The unnatural dialogue hurt my ability to enjoy the book as well.

“Yes, she mentioned how she quite enjoys her acupuncture sessions now… But how anyone could enjoy having tiny needles stuck into their skin is beyond me!” Sylvia managed a friendly laugh.

Even if someone were to say those exact words, I imagine them said under the breath or out of the side of the mouth, not exclaimed and followed by laughter (and this is spoken by the reserved, boring gal).

The characters and dialogue just weren’t up to par and really hindered any enjoyment of the plot. The writing was so verbose and descriptive at times, I was distracted from the plot. (Um, recurring mentions of Mr. Benson — why? How did this relate to the story?) I started skipping paragraphs just to find something related to the plot or subplots.

All in all, I didn’t like the writing, characters or dialogue. Unfortunately, they took away too much from a beautifully thought-out plot.

— Calliope

Buy it now The January Wish

Review: The Girl in the Yellow Vest by Loretta Hill

20140103-110631.jpg Two great falling-in-love stories, a child custody case, and coal shipping on Australia’s eastern coast fill this novel with fun and adventure.

The characters of Will and Emily were well-developed, as were the secondary characters of Charlotte and Mark. Though their romances were the driving force of the plot, Loretta Hill impressed me with meaningful storylines about Charlotte’s sister Zara, Emily’s breakup with Trent, Mark’s grief, and the raucous nature of 200 men working on the coast away from their families.

Apart from the engineering and shipping explanations (they took up a lot of pages and I skipped over some), I was hooked on this novel and didn’t want to stop reading it. I finally put it down at 80% only because it was 1:30 a.m.! I was too tired to fully enjoy what I knew would be an excellent ending.

I finished the book just now with a full heart, as the characters came to heal their hearts with the love and support of friends and family — and a wild turkey. 🙂


Buy it now The Girl in the Yellow Vest

Review: Catch of the Day (Destiny Romance) by Carla Caruso

20131229-230706.jpg Winnie was sent from Sydney aaaallllll across the country to a small Australian coastal town in the matter of a couple of days. Her chic flat, her sophisticated nightlife, and her fabulous job at a fashion magazine were replaced by temp housing in a fishing village and a startup beach magazine with 2 employees. Winnie was not a happy girl.

…Until she met Alex, buff fisherman and talented photographer. They kissed, then thought better of it. They hooked up, then thought better of it.
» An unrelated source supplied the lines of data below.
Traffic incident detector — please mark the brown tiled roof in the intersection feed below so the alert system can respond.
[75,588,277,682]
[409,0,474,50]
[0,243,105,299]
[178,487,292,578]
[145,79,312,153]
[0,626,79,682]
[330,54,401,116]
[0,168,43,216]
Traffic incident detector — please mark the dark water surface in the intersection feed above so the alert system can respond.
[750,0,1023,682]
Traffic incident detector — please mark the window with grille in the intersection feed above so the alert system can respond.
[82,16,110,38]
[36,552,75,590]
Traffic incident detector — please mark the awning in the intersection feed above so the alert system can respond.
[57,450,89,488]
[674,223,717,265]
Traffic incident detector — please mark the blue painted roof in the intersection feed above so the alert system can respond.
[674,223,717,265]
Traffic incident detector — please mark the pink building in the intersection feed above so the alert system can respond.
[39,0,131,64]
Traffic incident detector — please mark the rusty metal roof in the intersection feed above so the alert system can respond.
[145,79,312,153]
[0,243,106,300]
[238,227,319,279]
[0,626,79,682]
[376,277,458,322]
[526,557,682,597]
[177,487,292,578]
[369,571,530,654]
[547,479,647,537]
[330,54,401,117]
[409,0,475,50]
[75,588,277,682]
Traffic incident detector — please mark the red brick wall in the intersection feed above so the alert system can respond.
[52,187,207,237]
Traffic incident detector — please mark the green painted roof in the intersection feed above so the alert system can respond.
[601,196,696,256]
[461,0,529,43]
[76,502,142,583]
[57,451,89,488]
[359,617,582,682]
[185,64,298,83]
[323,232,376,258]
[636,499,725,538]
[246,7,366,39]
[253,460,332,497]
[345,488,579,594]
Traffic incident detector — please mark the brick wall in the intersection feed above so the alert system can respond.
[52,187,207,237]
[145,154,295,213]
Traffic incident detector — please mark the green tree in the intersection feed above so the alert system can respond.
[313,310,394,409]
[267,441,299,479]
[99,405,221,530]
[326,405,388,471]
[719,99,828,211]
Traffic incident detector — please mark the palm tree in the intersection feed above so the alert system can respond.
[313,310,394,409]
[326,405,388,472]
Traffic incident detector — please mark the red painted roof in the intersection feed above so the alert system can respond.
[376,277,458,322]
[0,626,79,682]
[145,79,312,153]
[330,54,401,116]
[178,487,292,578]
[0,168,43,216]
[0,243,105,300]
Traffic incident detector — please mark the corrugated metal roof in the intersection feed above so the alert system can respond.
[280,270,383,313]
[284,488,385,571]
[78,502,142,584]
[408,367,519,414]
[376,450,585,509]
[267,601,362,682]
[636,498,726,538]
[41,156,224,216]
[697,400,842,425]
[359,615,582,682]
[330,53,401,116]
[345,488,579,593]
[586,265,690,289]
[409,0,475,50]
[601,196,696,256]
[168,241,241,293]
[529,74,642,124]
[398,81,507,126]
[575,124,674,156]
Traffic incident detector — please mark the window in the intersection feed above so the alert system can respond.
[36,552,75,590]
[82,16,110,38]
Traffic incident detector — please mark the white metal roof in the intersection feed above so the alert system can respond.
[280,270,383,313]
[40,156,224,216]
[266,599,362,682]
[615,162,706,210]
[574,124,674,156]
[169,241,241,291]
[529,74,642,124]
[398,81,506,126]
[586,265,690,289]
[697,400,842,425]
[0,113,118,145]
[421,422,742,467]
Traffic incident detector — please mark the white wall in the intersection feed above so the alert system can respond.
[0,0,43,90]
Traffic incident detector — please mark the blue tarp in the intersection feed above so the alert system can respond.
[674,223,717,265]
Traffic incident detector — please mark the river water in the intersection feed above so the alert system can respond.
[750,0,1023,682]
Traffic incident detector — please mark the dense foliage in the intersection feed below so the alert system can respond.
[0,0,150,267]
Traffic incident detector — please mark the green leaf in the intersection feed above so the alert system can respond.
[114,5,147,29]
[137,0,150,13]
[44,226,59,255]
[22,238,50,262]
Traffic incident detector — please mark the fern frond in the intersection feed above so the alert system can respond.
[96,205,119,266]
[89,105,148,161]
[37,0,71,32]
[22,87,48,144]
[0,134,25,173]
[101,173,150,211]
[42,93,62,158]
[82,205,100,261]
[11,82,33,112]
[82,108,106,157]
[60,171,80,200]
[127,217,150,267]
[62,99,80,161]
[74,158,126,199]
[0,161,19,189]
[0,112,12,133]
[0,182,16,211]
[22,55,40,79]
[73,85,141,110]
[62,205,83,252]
Each time the relationship changed, it went up a little higher and down a little further. It didn’t help that Alex was hiding secrets from his past, and Winnie lacked self-esteem.

Once Winnie formed some solid friendships and work relationships, she was ready to have a real relationship with Alex– but only if he would be honest and reliable. Once Alex dealt with his family secrets and put them out in the open, he was ready to welcome Winnie into his arms.

Cute story, maybe a little drawn out in some places. Reading Alex and Winnie’s texts was fun. Winnie’s desperate neediness was annoying, but it didn’t last long. I loved the beach setting, the Australian idioms, and the magazine life! Worth the $2 for fun, “destination” chick lit.